🤖 AI Summary
Automated evaluation of open-ended question answering remains challenging, as conventional shallow metrics (e.g., EM, F1) fail to capture semantic completeness and contextual coherence.
Method: We propose a reference-guided, multi-LLM collaborative adjudication framework: leveraging high-quality reference answers as anchors, we design fine-grained semantic alignment prompts; multiple large language models independently score semantic consistency, and their outputs are aggregated via confidence-weighted fusion to yield robust judgments.

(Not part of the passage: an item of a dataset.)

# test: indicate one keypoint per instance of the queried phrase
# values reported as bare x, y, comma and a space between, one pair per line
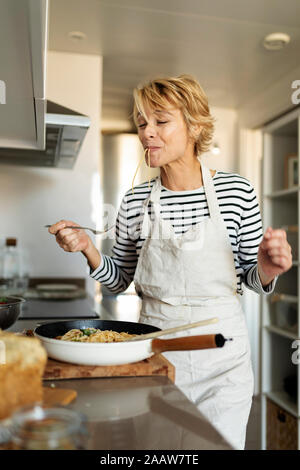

Contribution/Results: This work departs from the dominant single-model evaluation paradigm and introduces the first “reference-guided–multi-adjudicator–weighted-consensus” evaluation mechanism. On multiple open-ended QA benchmarks, our method achieves Pearson correlation coefficients of ≥0.89 with human judgments—significantly outperforming single-LLM baselines. It establishes a reproducible, highly consistent automated evaluation paradigm for open-ended generation.
📝 Abstract
The emergence of Large Language Models (LLMs) as chat assistants capable of generating human-like conversations has amplified the need for robust evaluation methods, particularly for open-ended tasks. Conventional metrics such as EM and F1, while useful, are inadequate for capturing the full semantics and contextual depth of such generative outputs. We propose a reference-guided verdict method that automates the evaluation process by leveraging multiple LLMs as judges. Through experiments on free-form question-answering tasks, we demonstrate that combining multiple models improves the reliability and accuracy of evaluations, especially in tasks where a single model may struggle. The results indicate a strong correlation with human evaluations, establishing the proposed method as a reliable alternative to traditional metrics.